An ancient pill to relieve constipation and reduce visceral fat

Barley is a grain with medicinal and nutritional benefits. The nutritional value of Barley It has attracted public attention in recent years. Numerous studies have shown that hardly can improve the intestinal environment, relieve holdingand reduce visceral body fat.

in 2007, Research from Japan showed that barley can reduce visceral body and low-density lipoprotein cholesterol. Forty-four hypercholesterolemic Japanese men with a body mass index above 22 kg/m2 (weight in kg and height in m2) were randomly divided into two groups.

The test group consumed rice mixed with barley, and the placebo group consumed rice without the barley for 12 weeks. The results showed that compared to the placebo group, visceral body fat and LDL cholesterol were reduced in the test group.

Another type of barley, called sticky barley, is also good for health, as revealed by research conducted by the Western Japan Research Center. the Research It was published in the Journal of Physiological Anthropology in 2017.

According to the research team’s guidelines, nursing home caregivers provided elderly residents with rice mixed with glutinous barley as a staple food for five months.

The research found that among the 28 older adults who ate this diet, average age 89, 14 who suffered from constipation increased the number of their bowel movements significantly, with an average monthly increase from 9.2 times to 12.1 times, indicating that Adequate dietary fiber intake, such as that provided by barley, can promote peristalsis in the elderly. The use of laxatives has also been significantly reduced.

As a bonus, older study participants enjoyed eating sticky barley more than other high-fiber foods, such as non-sticky barley and mushrooms.

Barley is rich in carbohydrates, protein, soluble dietary fiber β-glucan, insoluble dietary fiber, vitamin B and more. Dietary fiber is good for the body and helps relieve constipation and reduce weight. The β-glucan in barley can prevent high blood glucose levels after eating, reduce cholesterol levels, and nourish intestinal bacteria, thus regulating the intestinal environment and improving peristalsis.

Health and longevity

Improving the intestinal environment isn’t just about treating constipation – maintaining a good gut microbiota also plays an important role in overall health.

Japan ranks among the countries with the highest life expectancy in the world. More specifically, the number of centenarians in Kyotango is three times more than in Kyoto Prefecture. According to Kyotango government statistics, there are 124 national centiles as of September 1, 2022, and 237 centiles in every 100,000—3.3 times higher than the national level in the rest of Japan.

Professor Yuji Naito, Research Department of Kyoto Prefecture University of Medicine, has studied the “secrets” of centenarians in Kyoto. he Discover Significantly more Clostridium butyrate in the intestines of elderly people in the neighboring city of Kyoto.

Yogi believes that the local elders have a large amount of C. febriformis in their gut microbiota associated with the high fiber in their diet. Metabolism of C. vibriasis can increase the number of immune cells, reduce inflammation, and act as a protectant for the brain and central nervous system. “Maybe this is one of the crucial reasons for their longevity.”

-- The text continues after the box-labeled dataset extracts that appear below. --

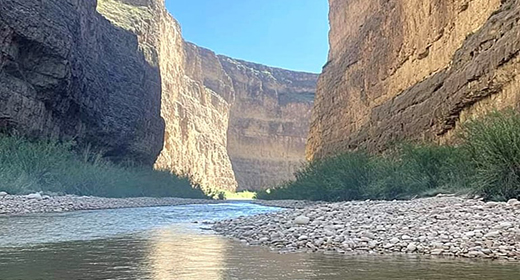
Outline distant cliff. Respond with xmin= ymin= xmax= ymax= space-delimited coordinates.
xmin=98 ymin=0 xmax=317 ymax=190
xmin=0 ymin=0 xmax=317 ymax=190
xmin=98 ymin=0 xmax=236 ymax=190
xmin=307 ymin=0 xmax=520 ymax=159
xmin=0 ymin=0 xmax=164 ymax=166
xmin=219 ymin=56 xmax=318 ymax=190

According to Yuji, research on genetic analysis of the intestinal bacteria of ancient people has shown that they are much richer and more diverse than those of modern humans. The nutrients and substances needed for optimal health cannot be produced without a large variety of genetically diverse intestinal bacteria. However, the modern diet, which contains many unhealthy foods, including animal fats, sugar, and processed foods, leads to a decrease in the number of Clostridium vibrio in the intestinal environment.

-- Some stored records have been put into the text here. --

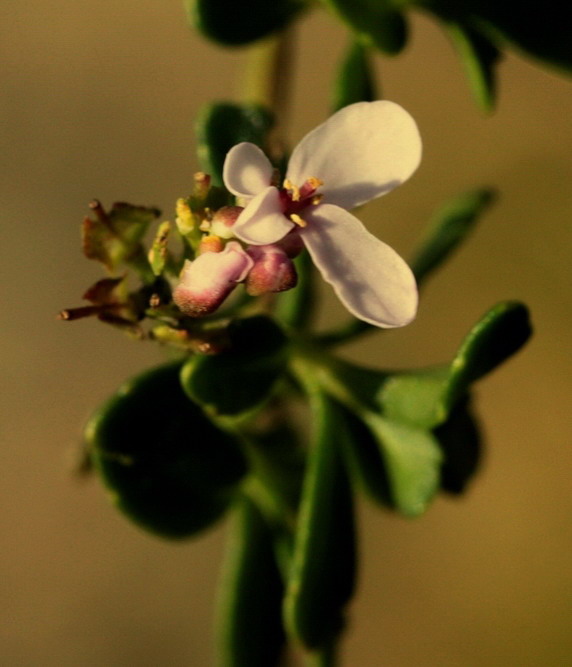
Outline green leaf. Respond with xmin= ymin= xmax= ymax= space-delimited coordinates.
xmin=284 ymin=393 xmax=355 ymax=649
xmin=332 ymin=41 xmax=377 ymax=111
xmin=148 ymin=220 xmax=171 ymax=276
xmin=417 ymin=0 xmax=572 ymax=70
xmin=377 ymin=301 xmax=532 ymax=428
xmin=82 ymin=200 xmax=160 ymax=279
xmin=185 ymin=0 xmax=306 ymax=46
xmin=217 ymin=498 xmax=285 ymax=667
xmin=433 ymin=399 xmax=482 ymax=494
xmin=364 ymin=413 xmax=443 ymax=517
xmin=181 ymin=315 xmax=288 ymax=415
xmin=338 ymin=404 xmax=393 ymax=507
xmin=410 ymin=188 xmax=495 ymax=283
xmin=85 ymin=363 xmax=246 ymax=538
xmin=195 ymin=102 xmax=274 ymax=185
xmin=322 ymin=0 xmax=407 ymax=54
xmin=445 ymin=22 xmax=501 ymax=111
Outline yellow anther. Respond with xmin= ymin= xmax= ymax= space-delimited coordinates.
xmin=306 ymin=176 xmax=324 ymax=190
xmin=290 ymin=213 xmax=308 ymax=227
xmin=283 ymin=178 xmax=300 ymax=201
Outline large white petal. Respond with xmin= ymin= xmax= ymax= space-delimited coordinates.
xmin=287 ymin=100 xmax=421 ymax=209
xmin=232 ymin=186 xmax=295 ymax=245
xmin=222 ymin=141 xmax=273 ymax=198
xmin=300 ymin=204 xmax=418 ymax=328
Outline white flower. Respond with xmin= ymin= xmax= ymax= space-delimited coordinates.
xmin=223 ymin=101 xmax=421 ymax=327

According to the Japanese government’s guidelines in 2020, the intake of dietary fiber is at least 21 grams per day for males ages 18 to 64 and at least 18 grams for females.

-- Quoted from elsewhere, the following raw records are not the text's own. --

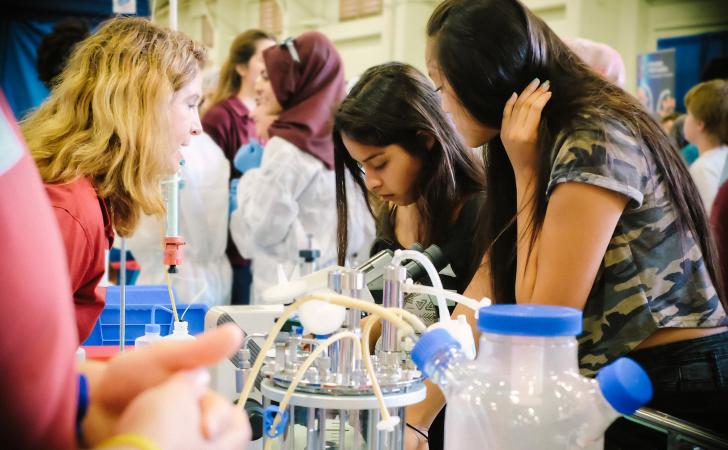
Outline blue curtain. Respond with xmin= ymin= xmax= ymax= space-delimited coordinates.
xmin=0 ymin=0 xmax=151 ymax=119
xmin=0 ymin=20 xmax=53 ymax=119
xmin=657 ymin=31 xmax=728 ymax=112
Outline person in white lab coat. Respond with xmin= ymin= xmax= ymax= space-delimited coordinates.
xmin=230 ymin=32 xmax=373 ymax=303
xmin=122 ymin=133 xmax=232 ymax=307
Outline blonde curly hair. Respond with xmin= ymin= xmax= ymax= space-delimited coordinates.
xmin=21 ymin=17 xmax=206 ymax=236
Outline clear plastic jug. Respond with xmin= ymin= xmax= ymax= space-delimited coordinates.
xmin=412 ymin=305 xmax=652 ymax=450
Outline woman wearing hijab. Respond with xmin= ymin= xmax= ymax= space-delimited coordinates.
xmin=230 ymin=32 xmax=372 ymax=303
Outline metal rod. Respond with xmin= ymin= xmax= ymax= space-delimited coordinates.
xmin=306 ymin=408 xmax=318 ymax=450
xmin=625 ymin=408 xmax=728 ymax=448
xmin=318 ymin=408 xmax=326 ymax=450
xmin=339 ymin=409 xmax=346 ymax=450
xmin=119 ymin=237 xmax=126 ymax=352
xmin=382 ymin=266 xmax=407 ymax=352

Dietary fiber is relatively abundant in vegetables but less in foods such as fish and meat. An effective way to take in dietary fiber is to eat barley, brown rice, germ rice, or whole wheat bread as staple foods and include beans, fruits, mushrooms, seaweed, dried carrots, pumpkin, burdock root, bamboo shoots, broccoli, mushrooms, natto (a traditional Japanese food made from whole soybeans), and green beans. Red beans and shiitake mushrooms.

Elaine Wan

Elaine Wan has worked for the Japanese edition of The Epoch Times since 2007.